イグルス・マレーリア。かつて魔族達の先祖である魔王を倒した勇者のパーティーにいた一人とされる伝説の魔法使い。
何故されると言うのかというと、誰もその事実を知らないからだ。魔族との戦いは遥か昔に起こった出来事。誰もイグルスが勇者パーティーにいた何て証明出来るわけがない。
だがその強さは本物で、イグルスは大陸最強の魔法使いと恐れられ、勇者パーティーにいたという話もこの強さなら頷ける。

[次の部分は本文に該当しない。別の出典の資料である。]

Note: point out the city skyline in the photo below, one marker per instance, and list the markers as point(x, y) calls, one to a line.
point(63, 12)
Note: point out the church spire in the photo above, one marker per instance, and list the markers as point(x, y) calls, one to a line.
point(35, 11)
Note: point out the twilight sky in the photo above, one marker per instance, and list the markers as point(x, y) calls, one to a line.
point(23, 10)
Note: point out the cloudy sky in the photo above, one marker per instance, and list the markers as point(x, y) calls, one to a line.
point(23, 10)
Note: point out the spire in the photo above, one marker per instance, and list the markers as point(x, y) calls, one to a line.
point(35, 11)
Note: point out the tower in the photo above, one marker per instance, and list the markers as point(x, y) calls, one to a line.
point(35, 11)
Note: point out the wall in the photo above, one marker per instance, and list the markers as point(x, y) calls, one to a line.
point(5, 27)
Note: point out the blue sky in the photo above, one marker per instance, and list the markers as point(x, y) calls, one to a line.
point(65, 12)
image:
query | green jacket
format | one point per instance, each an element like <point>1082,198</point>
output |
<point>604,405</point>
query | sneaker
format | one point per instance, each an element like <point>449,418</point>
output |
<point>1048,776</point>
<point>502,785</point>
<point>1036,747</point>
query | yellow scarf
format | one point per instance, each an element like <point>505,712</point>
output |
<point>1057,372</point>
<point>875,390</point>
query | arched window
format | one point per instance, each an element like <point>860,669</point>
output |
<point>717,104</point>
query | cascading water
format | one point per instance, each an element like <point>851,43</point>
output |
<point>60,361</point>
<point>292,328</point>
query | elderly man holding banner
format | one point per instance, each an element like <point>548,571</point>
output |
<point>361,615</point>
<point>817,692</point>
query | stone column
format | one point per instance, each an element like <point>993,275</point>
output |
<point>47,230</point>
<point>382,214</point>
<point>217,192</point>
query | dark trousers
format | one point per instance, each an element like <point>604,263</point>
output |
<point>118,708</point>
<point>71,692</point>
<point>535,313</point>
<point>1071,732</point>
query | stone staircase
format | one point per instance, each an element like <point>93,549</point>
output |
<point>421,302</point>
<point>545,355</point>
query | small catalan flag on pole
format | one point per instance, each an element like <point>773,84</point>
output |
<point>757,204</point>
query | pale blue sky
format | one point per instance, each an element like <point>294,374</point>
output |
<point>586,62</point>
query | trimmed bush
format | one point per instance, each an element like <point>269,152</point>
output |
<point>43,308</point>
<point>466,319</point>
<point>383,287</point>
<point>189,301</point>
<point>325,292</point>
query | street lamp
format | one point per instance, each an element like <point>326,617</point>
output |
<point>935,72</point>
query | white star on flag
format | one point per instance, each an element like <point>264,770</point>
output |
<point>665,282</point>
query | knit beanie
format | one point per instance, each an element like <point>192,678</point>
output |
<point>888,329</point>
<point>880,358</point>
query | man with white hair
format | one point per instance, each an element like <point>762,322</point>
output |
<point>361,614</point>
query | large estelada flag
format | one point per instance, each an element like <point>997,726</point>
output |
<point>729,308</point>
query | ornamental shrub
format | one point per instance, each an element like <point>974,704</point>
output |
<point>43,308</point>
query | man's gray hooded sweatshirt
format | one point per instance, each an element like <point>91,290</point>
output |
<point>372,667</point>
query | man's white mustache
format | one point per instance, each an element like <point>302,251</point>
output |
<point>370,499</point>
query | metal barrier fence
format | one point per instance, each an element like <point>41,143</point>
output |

そんなイグルス・マレーリアが何故ここにいる?スーラは一人思考を巡らせていた。
「貴様.....何故ここにいる」
「ほっほ。わしの勘がここにいた方がいいと叫んでな。そうしたら案の定じゃったわ」
軽く笑うイグルスにサタナスは苛立ちを隠せずにいた。だが直ぐにその顔は得意気な顔に変わりフッと笑った。
「いいのか?今頃上では我が部下達が人族共の虐殺が行われてるぞ」
「なあに、心配ご無用じゃ。上は上の者が何とかするじゃろ。うちの優秀な生徒達もいることじゃしな。それに..........」
イグルスは隣で禍々しく光を放つ【邪の魂】を見た。何かを思い出させるのかその顔は何処か悲痛で少し歪んでいた。
「これだけは絶対にやれんからの」
「ふん、時代に取り残された亡霊が。だがまあいい、正直貴様が来ることは想定内だ。スーラ」
「あぁ、【スキル封印】」
スーラがそう言ったのと同時にイグルスの体が少し光った。
「んぅ?これは.......」
その事にイグルスは驚き自分の体を見回した。 特に体に異常はない。
異常はないのにイグルスは何かに気付いたのか目を見開いた。
「ははは!!気付いたか。そう、スーラの【スキル封印】は相手のスキルを使わなくさせる事が出来る。貴様のお得意な【魔法創造】で造り出した魔法は全て無意味だ!!」
高笑いするサタナスにイグルスは黙ったままこちらを見つめた。
「舐めるなよ小童が。その程度で勝ったつもりでおるのか」
「ふっ、そちらこそ舐めるでない。魔法の使えない魔法使い等恐るに足らず!死んであの世に行くがいい!!」
魔族の長サタナスと最強の魔法使いイグルスが今、ぶつかり合おうとしていた。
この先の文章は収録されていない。